L'INC a réalisé 3 vidéos Consomag qui mettent en avant certaines particularités en matière de consommation en outre-mer.

 

1 - Qu’est-ce que "l’outre-mer " et quel droit s’applique sur ces territoires ?

2 - La lutte contre la vie chère

3 - Les autres problèmes liés à la consommation en outre-mer

4 - Une régulation du sucre dans les produits manufacturés

5 - Les particularités dans le code de la consommation

 

 

1 - Qu’est-ce que "l’outre-mer " et quel droit s’applique sur ces territoires ?

L’expression "outre-mer" désigne tous les territoires français situés par-delà les mers et océans par rapport à la Métropole et la Corse.

 

Ce sont les territoires précédemment appelés DOM-TOM (département d’outre-mer et territoire d’outre-mer) et désignés depuis la révision constitutionnelle de 2003 par l’acronyme DROM-COM (Département et Région d’outre-mer et Collectivité d’outre-mer). Cette distinction est établie par l’article 72-3 de la Constitution.

 

 

Type de collectivité

Département et Région d’outre-mer (DROM)

Collectivité d’outre-Mer (COM)

Texte de référence

Article 73 de la Constitution

Article 74 de la Constitution

Loi applicable

Les lois françaises sont applicables de plein droit, mais peuvent faire l’objet d’adaptations compte tenu des caractéristiques de ces territoires.

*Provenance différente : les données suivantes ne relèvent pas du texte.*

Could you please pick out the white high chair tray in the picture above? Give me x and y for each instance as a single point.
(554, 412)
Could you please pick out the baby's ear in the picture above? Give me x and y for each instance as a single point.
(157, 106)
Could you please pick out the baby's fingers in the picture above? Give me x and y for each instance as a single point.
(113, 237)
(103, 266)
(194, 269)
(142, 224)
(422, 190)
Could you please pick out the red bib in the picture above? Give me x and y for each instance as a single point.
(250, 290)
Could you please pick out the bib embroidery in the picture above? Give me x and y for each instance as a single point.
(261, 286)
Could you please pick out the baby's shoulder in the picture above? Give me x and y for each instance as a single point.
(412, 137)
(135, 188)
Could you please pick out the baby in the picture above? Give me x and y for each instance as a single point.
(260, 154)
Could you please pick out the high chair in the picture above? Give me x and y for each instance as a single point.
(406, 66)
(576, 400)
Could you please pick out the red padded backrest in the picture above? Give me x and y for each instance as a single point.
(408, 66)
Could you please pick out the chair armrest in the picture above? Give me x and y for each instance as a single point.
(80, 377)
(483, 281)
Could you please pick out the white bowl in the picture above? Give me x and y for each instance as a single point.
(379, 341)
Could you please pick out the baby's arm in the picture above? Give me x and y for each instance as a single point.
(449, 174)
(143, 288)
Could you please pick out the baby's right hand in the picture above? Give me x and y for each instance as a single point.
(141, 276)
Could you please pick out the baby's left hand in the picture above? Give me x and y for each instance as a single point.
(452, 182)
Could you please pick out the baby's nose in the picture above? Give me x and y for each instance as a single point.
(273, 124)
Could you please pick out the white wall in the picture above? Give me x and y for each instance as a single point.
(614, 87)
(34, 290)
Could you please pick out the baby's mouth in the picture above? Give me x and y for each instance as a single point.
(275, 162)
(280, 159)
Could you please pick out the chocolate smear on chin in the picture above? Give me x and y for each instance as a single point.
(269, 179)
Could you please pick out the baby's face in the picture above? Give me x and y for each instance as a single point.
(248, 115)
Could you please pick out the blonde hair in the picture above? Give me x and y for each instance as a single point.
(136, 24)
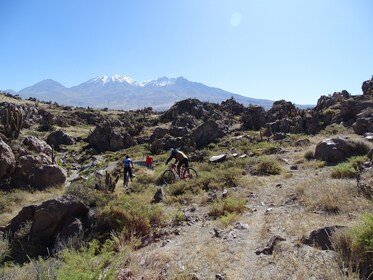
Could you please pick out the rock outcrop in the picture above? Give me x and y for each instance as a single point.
(7, 160)
(109, 138)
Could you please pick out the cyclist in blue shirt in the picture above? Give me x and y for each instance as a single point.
(180, 159)
(128, 167)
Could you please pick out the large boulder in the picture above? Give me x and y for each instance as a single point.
(7, 160)
(37, 145)
(207, 133)
(26, 166)
(185, 120)
(58, 138)
(53, 216)
(282, 109)
(338, 149)
(52, 221)
(253, 118)
(364, 122)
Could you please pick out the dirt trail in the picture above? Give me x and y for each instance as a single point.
(206, 248)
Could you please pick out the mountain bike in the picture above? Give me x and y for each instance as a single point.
(127, 176)
(170, 175)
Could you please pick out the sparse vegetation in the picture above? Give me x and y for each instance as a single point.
(354, 247)
(263, 187)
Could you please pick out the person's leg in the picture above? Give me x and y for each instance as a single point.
(125, 175)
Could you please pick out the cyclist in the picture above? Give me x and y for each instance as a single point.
(128, 167)
(180, 158)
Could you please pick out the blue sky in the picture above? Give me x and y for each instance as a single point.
(295, 50)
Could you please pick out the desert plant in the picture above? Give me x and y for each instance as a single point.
(348, 169)
(132, 215)
(343, 170)
(354, 247)
(266, 166)
(12, 122)
(227, 206)
(309, 155)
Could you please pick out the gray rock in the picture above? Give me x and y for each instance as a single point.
(7, 160)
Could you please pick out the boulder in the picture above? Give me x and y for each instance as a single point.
(26, 166)
(26, 214)
(179, 131)
(185, 120)
(7, 160)
(253, 118)
(270, 246)
(58, 138)
(37, 145)
(207, 133)
(367, 87)
(61, 217)
(55, 216)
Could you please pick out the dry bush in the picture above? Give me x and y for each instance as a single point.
(330, 195)
(354, 247)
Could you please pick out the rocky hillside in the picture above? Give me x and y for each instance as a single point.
(280, 193)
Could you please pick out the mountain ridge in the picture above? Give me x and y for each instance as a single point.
(122, 92)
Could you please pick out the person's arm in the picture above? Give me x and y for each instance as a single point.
(168, 160)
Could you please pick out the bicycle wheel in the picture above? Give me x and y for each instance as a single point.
(190, 173)
(168, 177)
(126, 181)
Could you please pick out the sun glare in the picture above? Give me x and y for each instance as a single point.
(236, 19)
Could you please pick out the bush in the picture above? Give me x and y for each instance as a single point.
(355, 247)
(309, 155)
(267, 166)
(348, 169)
(131, 215)
(343, 170)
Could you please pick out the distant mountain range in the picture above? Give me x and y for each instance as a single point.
(120, 92)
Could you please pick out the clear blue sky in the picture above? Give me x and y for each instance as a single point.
(295, 50)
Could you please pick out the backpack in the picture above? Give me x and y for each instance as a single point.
(127, 162)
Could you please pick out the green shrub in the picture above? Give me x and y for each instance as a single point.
(266, 166)
(343, 170)
(86, 192)
(132, 214)
(309, 155)
(87, 263)
(347, 169)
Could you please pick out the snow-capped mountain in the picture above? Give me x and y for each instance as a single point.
(121, 92)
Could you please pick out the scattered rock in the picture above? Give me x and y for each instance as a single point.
(58, 138)
(7, 160)
(48, 175)
(336, 150)
(320, 238)
(268, 249)
(37, 145)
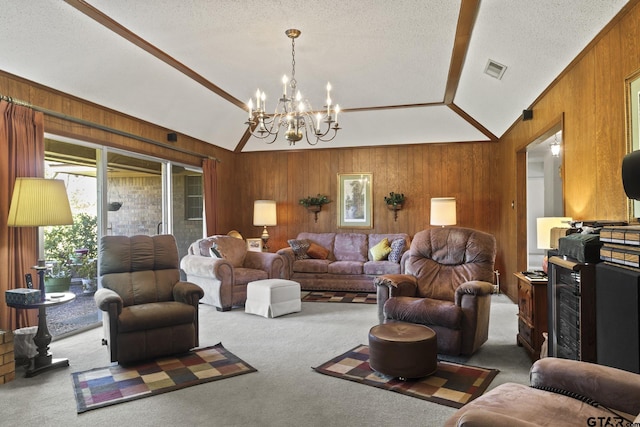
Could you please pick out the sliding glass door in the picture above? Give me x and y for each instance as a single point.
(113, 192)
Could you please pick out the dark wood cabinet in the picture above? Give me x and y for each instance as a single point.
(618, 316)
(532, 314)
(572, 309)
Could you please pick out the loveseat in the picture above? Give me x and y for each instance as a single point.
(343, 261)
(222, 266)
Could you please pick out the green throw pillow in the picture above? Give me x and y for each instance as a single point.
(380, 251)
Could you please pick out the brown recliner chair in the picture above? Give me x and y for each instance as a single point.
(562, 393)
(447, 286)
(148, 311)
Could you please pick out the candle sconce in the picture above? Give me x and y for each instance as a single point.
(395, 202)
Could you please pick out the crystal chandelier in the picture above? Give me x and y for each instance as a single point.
(293, 112)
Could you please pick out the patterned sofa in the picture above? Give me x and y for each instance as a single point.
(342, 261)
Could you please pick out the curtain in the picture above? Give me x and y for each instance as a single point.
(210, 194)
(21, 155)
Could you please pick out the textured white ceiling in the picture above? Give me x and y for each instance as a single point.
(375, 53)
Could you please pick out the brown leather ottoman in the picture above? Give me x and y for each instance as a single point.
(403, 350)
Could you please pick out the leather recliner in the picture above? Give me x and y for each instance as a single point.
(148, 311)
(447, 286)
(562, 393)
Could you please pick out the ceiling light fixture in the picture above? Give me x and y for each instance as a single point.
(293, 112)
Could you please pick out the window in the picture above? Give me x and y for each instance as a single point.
(193, 197)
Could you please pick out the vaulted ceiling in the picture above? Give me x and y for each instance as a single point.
(403, 71)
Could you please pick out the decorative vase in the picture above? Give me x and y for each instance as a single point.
(57, 284)
(89, 286)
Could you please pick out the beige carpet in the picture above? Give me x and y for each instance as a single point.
(284, 392)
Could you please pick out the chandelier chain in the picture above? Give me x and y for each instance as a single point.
(293, 64)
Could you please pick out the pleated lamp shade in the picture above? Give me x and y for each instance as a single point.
(443, 211)
(39, 202)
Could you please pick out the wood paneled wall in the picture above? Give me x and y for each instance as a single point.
(590, 97)
(466, 171)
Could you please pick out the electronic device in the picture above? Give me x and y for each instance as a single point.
(29, 280)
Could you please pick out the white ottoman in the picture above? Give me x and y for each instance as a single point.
(273, 297)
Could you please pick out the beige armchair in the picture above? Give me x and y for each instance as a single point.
(148, 311)
(562, 393)
(447, 287)
(222, 266)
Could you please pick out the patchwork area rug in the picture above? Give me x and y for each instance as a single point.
(102, 387)
(452, 385)
(358, 297)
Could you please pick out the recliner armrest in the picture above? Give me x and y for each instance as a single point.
(109, 301)
(484, 418)
(398, 284)
(473, 287)
(611, 387)
(187, 293)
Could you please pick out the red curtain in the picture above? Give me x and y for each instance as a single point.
(210, 194)
(21, 155)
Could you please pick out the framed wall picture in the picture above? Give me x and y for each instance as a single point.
(254, 245)
(355, 207)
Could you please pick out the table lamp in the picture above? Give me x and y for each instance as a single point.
(264, 214)
(39, 202)
(544, 226)
(443, 211)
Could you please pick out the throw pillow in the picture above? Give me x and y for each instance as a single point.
(316, 251)
(232, 249)
(214, 252)
(299, 248)
(380, 251)
(397, 246)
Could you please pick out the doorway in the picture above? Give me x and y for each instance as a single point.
(542, 195)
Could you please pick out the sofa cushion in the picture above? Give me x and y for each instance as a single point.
(350, 247)
(397, 247)
(299, 248)
(380, 251)
(311, 265)
(317, 252)
(378, 268)
(345, 267)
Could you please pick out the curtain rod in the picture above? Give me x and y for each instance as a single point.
(104, 128)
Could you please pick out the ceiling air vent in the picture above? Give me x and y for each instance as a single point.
(495, 69)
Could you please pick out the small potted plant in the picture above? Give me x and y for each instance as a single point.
(314, 204)
(59, 271)
(88, 272)
(394, 203)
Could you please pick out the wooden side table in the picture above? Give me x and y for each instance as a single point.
(532, 314)
(44, 359)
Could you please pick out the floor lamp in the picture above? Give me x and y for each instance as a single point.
(39, 202)
(264, 214)
(443, 211)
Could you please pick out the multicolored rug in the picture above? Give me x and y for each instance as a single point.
(359, 297)
(102, 387)
(452, 385)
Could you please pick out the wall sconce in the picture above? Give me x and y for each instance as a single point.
(264, 214)
(555, 146)
(443, 211)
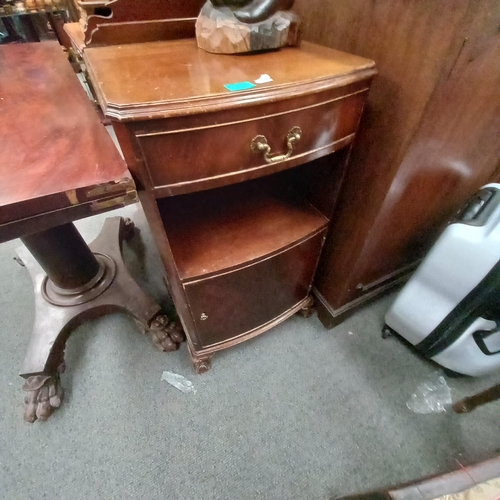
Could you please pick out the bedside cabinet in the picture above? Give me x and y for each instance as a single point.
(238, 187)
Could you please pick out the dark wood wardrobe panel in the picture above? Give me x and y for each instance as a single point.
(426, 140)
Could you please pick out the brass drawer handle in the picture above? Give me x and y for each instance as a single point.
(259, 144)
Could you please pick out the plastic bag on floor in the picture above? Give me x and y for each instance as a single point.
(431, 396)
(179, 382)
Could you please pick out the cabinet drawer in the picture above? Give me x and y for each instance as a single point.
(237, 303)
(215, 153)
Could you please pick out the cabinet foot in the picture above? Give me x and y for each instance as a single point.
(165, 334)
(201, 364)
(307, 310)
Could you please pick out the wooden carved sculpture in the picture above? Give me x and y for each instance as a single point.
(233, 26)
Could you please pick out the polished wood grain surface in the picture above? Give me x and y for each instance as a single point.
(56, 159)
(221, 229)
(182, 79)
(426, 140)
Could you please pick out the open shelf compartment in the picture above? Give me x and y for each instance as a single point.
(220, 230)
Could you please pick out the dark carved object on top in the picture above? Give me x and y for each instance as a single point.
(254, 11)
(233, 26)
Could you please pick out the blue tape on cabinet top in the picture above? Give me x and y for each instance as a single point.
(234, 87)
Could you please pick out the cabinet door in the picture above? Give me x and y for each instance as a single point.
(238, 303)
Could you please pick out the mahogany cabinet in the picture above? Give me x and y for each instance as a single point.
(429, 137)
(238, 187)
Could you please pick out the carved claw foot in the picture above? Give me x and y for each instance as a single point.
(202, 365)
(166, 334)
(128, 229)
(307, 309)
(45, 394)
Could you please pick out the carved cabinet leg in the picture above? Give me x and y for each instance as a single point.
(307, 310)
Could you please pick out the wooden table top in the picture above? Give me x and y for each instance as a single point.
(57, 161)
(172, 78)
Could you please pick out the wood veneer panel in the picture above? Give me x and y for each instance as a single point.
(433, 102)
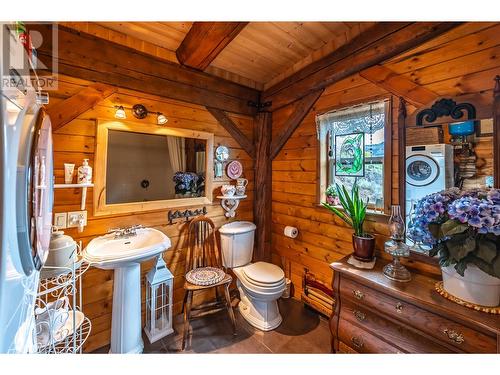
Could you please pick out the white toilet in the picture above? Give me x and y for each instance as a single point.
(260, 284)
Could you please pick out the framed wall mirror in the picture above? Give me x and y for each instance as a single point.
(143, 167)
(450, 144)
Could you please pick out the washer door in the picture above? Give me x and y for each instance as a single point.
(35, 194)
(421, 170)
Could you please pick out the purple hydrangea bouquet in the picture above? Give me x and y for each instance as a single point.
(463, 227)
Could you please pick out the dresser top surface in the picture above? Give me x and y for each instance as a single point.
(420, 290)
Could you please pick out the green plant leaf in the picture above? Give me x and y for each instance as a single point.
(486, 250)
(339, 213)
(452, 227)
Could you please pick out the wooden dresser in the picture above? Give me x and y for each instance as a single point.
(376, 315)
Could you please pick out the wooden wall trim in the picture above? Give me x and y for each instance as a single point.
(85, 99)
(361, 53)
(263, 182)
(205, 40)
(91, 58)
(400, 86)
(302, 108)
(233, 129)
(402, 153)
(496, 132)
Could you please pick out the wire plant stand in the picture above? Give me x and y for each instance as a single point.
(64, 328)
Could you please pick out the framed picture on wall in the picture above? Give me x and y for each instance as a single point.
(350, 155)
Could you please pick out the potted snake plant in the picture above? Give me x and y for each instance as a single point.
(353, 213)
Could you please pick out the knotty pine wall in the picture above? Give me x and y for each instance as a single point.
(461, 63)
(76, 141)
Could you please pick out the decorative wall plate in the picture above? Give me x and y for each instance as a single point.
(221, 153)
(205, 276)
(234, 169)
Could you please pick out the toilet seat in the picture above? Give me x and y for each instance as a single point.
(263, 273)
(261, 278)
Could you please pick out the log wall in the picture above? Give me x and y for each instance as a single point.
(76, 141)
(462, 63)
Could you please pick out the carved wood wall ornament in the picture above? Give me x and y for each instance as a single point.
(446, 107)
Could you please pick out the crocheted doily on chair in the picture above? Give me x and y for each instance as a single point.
(205, 276)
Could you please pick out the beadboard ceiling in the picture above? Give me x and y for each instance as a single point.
(262, 54)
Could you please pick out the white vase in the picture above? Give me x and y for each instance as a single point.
(475, 286)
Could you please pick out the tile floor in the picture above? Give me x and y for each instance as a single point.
(302, 331)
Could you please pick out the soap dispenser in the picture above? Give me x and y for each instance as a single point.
(85, 173)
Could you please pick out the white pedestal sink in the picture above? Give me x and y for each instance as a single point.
(125, 255)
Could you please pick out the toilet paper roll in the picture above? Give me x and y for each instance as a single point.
(291, 232)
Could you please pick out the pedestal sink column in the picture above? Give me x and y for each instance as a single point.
(126, 321)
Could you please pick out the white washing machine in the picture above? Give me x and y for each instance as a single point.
(26, 198)
(429, 169)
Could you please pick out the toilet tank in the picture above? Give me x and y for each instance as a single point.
(237, 243)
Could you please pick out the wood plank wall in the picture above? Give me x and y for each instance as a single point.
(76, 141)
(460, 63)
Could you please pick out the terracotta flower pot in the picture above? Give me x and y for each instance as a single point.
(364, 247)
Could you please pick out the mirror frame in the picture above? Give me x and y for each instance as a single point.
(403, 125)
(101, 208)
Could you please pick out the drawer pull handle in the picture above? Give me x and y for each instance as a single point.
(359, 315)
(399, 308)
(358, 294)
(454, 335)
(357, 342)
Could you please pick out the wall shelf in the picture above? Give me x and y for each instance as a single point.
(82, 186)
(230, 203)
(67, 186)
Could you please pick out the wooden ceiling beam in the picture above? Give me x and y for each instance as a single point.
(400, 86)
(228, 124)
(91, 58)
(377, 44)
(72, 107)
(302, 108)
(205, 40)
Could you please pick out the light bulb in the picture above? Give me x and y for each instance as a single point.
(161, 119)
(120, 113)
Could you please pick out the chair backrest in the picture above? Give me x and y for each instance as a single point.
(202, 244)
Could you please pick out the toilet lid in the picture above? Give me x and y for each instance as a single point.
(264, 273)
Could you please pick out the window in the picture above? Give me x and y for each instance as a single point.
(353, 148)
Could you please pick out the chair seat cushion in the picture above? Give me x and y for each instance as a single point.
(205, 276)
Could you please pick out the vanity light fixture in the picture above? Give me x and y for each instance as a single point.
(120, 112)
(139, 111)
(161, 119)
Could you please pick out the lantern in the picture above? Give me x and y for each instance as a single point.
(159, 293)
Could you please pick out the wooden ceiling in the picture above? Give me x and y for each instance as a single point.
(259, 56)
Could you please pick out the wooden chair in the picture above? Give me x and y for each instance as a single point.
(204, 252)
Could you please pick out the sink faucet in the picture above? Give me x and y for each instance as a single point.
(125, 232)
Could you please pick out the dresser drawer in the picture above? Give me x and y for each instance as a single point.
(361, 340)
(344, 349)
(397, 334)
(461, 337)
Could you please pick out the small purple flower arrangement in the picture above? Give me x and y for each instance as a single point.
(462, 226)
(331, 196)
(188, 182)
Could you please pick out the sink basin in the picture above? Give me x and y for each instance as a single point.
(125, 255)
(107, 252)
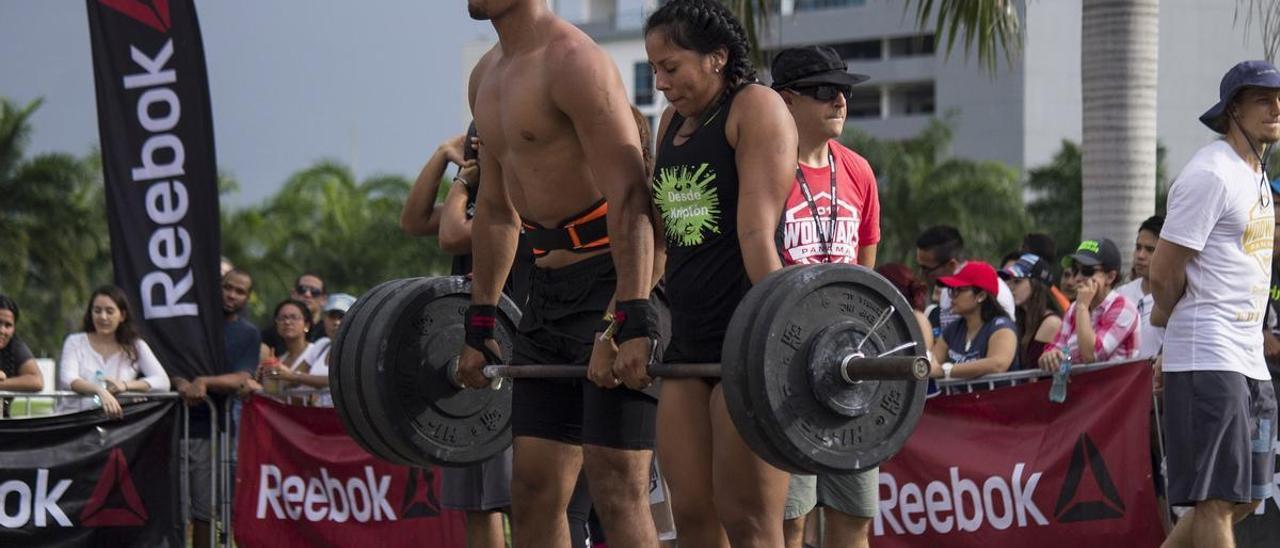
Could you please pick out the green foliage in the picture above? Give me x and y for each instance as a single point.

Ces territoires disposent d’un statut qui tient compte des intérêts propres de chacune d’elles, autorisant l’instauration d’institutions spécifiques avec des domaines de compétences particuliers.

Territoires concernés

La Martinique, la Guadeloupe, la Guyane, la Réunion et Mayotte

Saint-Barthélemy, Saint-Martin, Saint-Pierre-et-Miquelon, les îles de Wallis et Futuna et la Polynésie française

 

 

  Depuis 1998, la Constitution accorde à la Nouvelle-Calédonie un statut particulier dans le cadre de la mise en œuvre des accords de Nouméa.

 

Les statuts des terres australes et antarctique françaises (TAAF) et de Clipperton sont, quant à eux, définis par la loi n° 55-1052 du 6 août 1955.

 

Plusieurs sujets relatifs à la consommation seront abordés, dont entre autre, les sections du code de la consommation dédiées à l’outre-mer.

 

 

2 - La lutte contre la vie chère

Depuis plusieurs années, de nombreux études et rapports dénoncent la vie chère en outre-mer et les prix bien plus élevés qu’en métropole. Tous les cinq ans, l’INSEE réalise une étude statistique pour la comparaison des niveaux de prix à la consommation entre les différents territoires. La dernière étude réalisée en 2015 indique que les prix en outre-mer sont au moins 7 % plus élevés que les prix métropolitains.

 

Pour comprendre ce phénomène, il existe des observatoires des prix, des marges et des revenus en Martinique, Guyane, Guadeloupe, à Mayotte, Saint-Pierre-et-Miquelon ainsi qu’à Wallis-et-Futuna. Ces observatoires sont constitués des acteurs intéressés par les prix (pouvoirs publics, associations de consommateurs, syndicats…) et ont pour missions d’émettre des avis notamment sur les politiques à conduire. Ils rendent également un rapport annuel contenant des propositions.

 

L’observatoire des prix joue un rôle important dans le cadre du bouclier qualité prix. Cette mesure a été instaurée par la loi du 20 novembre 2012 et permet au représentant de l’Etat de chaque DROM-COM de négocier tous les ans avec les différents organismes professionnels du secteur du commerce de détail et de leurs fournisseurs, ainsi qu’avec les entreprises de fret maritime et les transitaires pour obtenir un accord sur le prix global d’un panier de produits de consommation courante. Ces produits sont visibles en magasin grâce à un étiquetage spécifique.

 

  Le Bouclier qualité-prix de 2019 à la Réunion contient aussi bien de la viande, des légumes et des biscuits que des produits d’hygiène comme les gels douche, des produits d’entretien des couches et du lait infantile. De plus, différentes gammes de produits sont concernées allant du premier prix aux productions locales en passant par les marques nationales. Le prix global des 109 produits du bouclier est de 253 euros.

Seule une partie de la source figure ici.